Epidemiology descriptive. Disease, etiology.

 

 

INTRODUÇÃO

As décadas de 40 e 50 assinalam, na América, o momento da transição do perfil de morbidade das doenças infecciosas e parasitárias para problemas crônicos e degenerativos. Na epidemiologia, essa transição se fez acompanhar de uma intensificação no desenvolvimento dos aspectos metodológicos, consolidando os chamados estudos analíticos, principalmente os estudos de coorte e caso-controle, como os mais apropriados para a investigação dos fatores de risco presentes na causalidade dessas doenças24.

Os sucessos obtidos nas primeiras décadas deste século, no controle das doenças infecciosas e parasitárias, através dos programas de imunização em massa, do controle de vetores e do saneamento ambiental pareciam indicar que o conhecimento disponível era suficiente para o manejo das doenças transmissíveis.
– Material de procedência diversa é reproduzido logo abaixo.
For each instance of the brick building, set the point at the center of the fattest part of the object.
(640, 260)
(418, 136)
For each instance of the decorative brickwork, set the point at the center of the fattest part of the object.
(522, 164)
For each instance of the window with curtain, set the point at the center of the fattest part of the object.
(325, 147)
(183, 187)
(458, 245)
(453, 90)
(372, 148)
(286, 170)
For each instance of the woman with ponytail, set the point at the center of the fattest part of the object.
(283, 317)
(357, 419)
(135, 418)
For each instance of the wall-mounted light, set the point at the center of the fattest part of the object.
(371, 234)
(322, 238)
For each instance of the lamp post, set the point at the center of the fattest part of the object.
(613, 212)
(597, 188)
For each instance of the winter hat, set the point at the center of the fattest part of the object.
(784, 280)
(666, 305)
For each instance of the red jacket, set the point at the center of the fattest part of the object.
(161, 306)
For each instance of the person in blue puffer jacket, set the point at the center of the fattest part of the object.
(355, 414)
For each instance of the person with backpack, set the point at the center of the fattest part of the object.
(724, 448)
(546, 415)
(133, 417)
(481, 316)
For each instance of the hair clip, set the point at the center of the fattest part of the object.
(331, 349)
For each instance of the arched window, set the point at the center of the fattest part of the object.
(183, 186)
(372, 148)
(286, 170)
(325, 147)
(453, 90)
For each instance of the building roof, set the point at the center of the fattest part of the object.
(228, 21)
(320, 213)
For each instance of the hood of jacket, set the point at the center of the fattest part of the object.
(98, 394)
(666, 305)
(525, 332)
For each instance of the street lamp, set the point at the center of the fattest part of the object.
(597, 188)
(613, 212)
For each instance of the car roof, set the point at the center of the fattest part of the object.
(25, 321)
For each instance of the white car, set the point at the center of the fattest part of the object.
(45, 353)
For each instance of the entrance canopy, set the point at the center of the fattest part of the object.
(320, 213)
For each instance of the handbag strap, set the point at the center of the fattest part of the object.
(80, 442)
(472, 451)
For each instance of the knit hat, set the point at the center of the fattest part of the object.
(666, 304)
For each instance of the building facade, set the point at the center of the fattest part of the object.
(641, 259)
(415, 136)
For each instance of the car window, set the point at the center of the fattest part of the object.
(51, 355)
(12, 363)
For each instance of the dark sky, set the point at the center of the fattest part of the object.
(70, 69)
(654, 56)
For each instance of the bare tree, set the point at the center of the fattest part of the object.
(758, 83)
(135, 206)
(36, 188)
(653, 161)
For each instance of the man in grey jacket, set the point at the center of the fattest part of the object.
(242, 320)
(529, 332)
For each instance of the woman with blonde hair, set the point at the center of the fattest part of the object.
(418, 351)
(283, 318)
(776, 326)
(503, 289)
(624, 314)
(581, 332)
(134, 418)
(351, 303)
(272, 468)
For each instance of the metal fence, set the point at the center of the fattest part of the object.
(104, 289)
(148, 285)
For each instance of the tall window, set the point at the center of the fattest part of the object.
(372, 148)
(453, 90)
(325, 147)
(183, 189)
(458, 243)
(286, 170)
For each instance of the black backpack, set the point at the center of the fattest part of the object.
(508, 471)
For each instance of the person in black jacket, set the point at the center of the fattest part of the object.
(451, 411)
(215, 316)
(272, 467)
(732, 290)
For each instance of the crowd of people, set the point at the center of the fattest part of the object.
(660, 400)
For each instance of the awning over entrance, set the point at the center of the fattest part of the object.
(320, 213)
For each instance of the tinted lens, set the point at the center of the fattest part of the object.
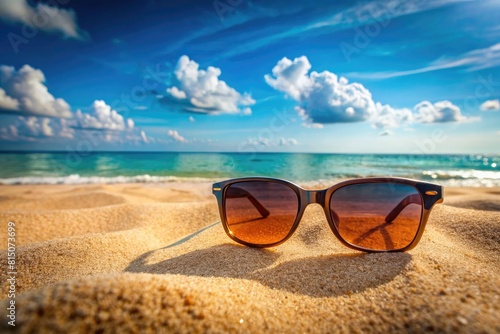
(260, 212)
(377, 216)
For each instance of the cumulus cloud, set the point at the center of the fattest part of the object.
(201, 91)
(176, 136)
(327, 98)
(102, 117)
(323, 97)
(387, 117)
(288, 142)
(31, 127)
(144, 137)
(490, 105)
(439, 112)
(47, 18)
(23, 92)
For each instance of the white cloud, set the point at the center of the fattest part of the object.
(23, 92)
(288, 142)
(388, 117)
(327, 98)
(490, 105)
(202, 91)
(439, 112)
(144, 137)
(43, 17)
(102, 117)
(176, 136)
(324, 97)
(28, 128)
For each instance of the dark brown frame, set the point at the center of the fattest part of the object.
(430, 194)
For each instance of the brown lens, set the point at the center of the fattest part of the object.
(377, 216)
(260, 212)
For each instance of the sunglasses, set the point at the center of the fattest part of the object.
(369, 214)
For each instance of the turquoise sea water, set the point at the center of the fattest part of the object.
(97, 167)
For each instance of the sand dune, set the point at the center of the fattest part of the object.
(148, 258)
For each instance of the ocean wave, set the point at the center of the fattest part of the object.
(463, 178)
(77, 179)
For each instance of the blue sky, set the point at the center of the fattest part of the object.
(251, 76)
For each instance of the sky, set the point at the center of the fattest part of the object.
(414, 76)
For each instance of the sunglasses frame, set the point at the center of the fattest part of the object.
(430, 194)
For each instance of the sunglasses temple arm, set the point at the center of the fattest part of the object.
(236, 192)
(410, 199)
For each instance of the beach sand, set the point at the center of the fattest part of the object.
(153, 258)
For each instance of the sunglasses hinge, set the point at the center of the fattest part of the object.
(315, 196)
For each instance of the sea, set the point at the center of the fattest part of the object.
(472, 170)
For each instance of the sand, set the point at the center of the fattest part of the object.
(153, 258)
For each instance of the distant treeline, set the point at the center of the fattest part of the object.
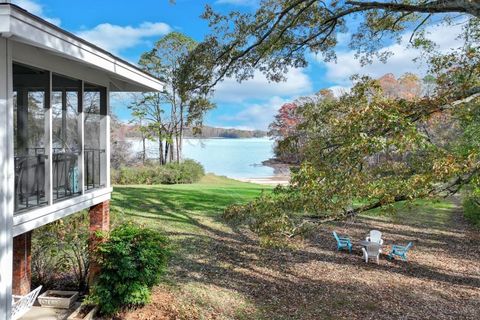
(131, 131)
(211, 132)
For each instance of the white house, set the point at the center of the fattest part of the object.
(54, 134)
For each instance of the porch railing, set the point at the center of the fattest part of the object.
(65, 175)
(29, 181)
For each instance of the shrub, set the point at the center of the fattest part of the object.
(132, 260)
(62, 246)
(471, 210)
(188, 171)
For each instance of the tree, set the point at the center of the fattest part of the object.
(419, 155)
(281, 33)
(166, 113)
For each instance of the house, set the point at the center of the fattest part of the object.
(54, 134)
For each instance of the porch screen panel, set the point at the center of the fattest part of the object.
(94, 107)
(30, 88)
(65, 140)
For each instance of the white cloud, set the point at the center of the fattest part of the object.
(398, 64)
(238, 2)
(115, 38)
(36, 9)
(340, 90)
(259, 87)
(257, 116)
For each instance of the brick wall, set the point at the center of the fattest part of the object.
(99, 221)
(22, 262)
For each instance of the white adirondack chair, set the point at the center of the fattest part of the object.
(375, 236)
(372, 251)
(22, 304)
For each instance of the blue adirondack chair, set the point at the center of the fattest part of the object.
(343, 242)
(400, 251)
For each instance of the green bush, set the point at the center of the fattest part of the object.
(471, 210)
(189, 171)
(132, 260)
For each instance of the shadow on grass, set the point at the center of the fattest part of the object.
(314, 282)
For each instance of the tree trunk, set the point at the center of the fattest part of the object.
(160, 148)
(144, 151)
(180, 137)
(167, 148)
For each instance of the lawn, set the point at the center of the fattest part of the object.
(218, 272)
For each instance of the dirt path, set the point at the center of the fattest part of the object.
(229, 276)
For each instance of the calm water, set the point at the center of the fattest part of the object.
(235, 158)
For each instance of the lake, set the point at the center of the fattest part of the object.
(234, 158)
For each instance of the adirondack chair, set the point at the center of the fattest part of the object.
(22, 304)
(400, 251)
(375, 236)
(343, 242)
(371, 251)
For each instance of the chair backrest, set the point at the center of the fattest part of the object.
(375, 236)
(336, 236)
(373, 249)
(24, 304)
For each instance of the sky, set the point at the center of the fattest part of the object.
(129, 28)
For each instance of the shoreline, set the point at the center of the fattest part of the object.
(271, 181)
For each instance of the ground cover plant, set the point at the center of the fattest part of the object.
(219, 271)
(132, 260)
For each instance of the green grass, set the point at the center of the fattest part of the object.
(189, 214)
(213, 268)
(175, 208)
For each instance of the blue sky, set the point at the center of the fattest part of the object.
(129, 28)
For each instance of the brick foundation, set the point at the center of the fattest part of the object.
(22, 263)
(99, 221)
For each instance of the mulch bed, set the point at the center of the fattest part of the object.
(441, 280)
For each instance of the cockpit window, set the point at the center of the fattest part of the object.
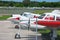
(40, 17)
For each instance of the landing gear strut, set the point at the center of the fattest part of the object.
(53, 34)
(17, 36)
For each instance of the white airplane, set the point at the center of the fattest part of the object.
(24, 21)
(45, 16)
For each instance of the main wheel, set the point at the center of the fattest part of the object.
(17, 36)
(17, 27)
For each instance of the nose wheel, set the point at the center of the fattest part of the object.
(16, 26)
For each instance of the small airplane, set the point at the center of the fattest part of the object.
(51, 21)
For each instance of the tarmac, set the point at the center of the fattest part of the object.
(7, 32)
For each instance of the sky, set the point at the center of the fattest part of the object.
(34, 0)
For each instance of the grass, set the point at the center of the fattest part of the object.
(45, 34)
(4, 17)
(41, 11)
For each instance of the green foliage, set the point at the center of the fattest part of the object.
(28, 3)
(41, 11)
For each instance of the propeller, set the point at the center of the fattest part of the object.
(29, 24)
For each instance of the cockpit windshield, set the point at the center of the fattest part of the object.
(41, 16)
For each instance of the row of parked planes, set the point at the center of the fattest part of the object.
(46, 20)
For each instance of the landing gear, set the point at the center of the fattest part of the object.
(53, 34)
(17, 27)
(17, 36)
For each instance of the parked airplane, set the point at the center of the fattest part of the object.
(51, 21)
(23, 17)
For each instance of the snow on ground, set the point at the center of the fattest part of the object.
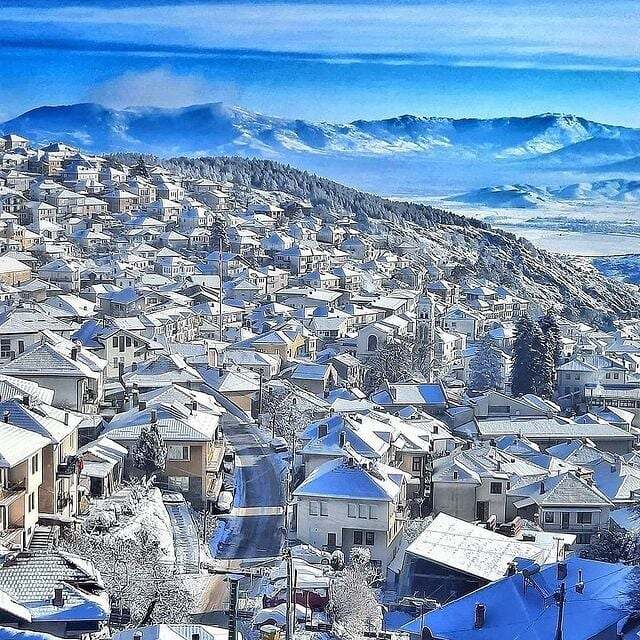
(133, 511)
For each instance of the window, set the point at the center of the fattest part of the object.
(499, 409)
(178, 452)
(180, 483)
(496, 488)
(584, 517)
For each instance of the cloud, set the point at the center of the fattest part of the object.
(160, 87)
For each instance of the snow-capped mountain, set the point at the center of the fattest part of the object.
(219, 129)
(525, 196)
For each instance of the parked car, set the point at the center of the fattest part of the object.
(279, 444)
(224, 502)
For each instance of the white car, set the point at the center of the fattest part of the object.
(224, 502)
(279, 444)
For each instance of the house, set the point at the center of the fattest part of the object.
(52, 592)
(20, 479)
(14, 272)
(351, 502)
(452, 558)
(23, 327)
(119, 348)
(565, 503)
(193, 442)
(75, 375)
(523, 605)
(547, 432)
(103, 463)
(472, 482)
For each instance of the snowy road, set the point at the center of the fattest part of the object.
(185, 535)
(253, 529)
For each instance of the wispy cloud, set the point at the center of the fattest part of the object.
(509, 33)
(160, 87)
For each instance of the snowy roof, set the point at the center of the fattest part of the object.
(473, 550)
(30, 579)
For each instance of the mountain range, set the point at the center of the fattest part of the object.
(551, 141)
(526, 196)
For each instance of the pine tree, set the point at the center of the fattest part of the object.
(485, 367)
(150, 452)
(218, 238)
(529, 373)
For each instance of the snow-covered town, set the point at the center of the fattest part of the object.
(230, 412)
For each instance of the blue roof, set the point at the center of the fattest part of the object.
(337, 479)
(513, 612)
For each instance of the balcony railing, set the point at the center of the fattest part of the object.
(70, 466)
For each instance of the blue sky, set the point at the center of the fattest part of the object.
(327, 60)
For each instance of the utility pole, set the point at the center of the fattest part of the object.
(290, 596)
(220, 290)
(560, 597)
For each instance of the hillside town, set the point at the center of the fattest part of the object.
(227, 412)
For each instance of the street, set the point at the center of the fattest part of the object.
(253, 530)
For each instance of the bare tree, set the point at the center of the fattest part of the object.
(136, 575)
(353, 602)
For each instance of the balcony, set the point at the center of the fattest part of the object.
(215, 455)
(70, 466)
(10, 493)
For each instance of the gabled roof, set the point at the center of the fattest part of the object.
(566, 489)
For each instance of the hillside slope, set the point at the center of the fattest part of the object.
(574, 286)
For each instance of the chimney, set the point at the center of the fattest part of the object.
(58, 597)
(580, 583)
(561, 571)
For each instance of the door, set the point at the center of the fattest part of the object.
(482, 510)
A metodologia de inquérito epidemiológico e as técnicas da epidemiologia descritiva utilizadas na caracterização desses problemas, no âmbito populacional, pareciam não necessitar de maiores refinamentos.

A campanha de erradicação da varíola, desenhada com base na experiência adquirida durante a década de 50 no programa de erradicação da malária, auxiliou a incorporação das técnicas de vigilância epidemiológica aos programas de controle de doenças transmissíveis em todo o mundo. A Agência Norte-Americana, criada durante a campanha de erradicação da malária no Sul dos Estados Unidos, foi transformada em Centro de Controle de Doenças e se encarregou de implantar o sistema de vigilância epidemiológica no País15.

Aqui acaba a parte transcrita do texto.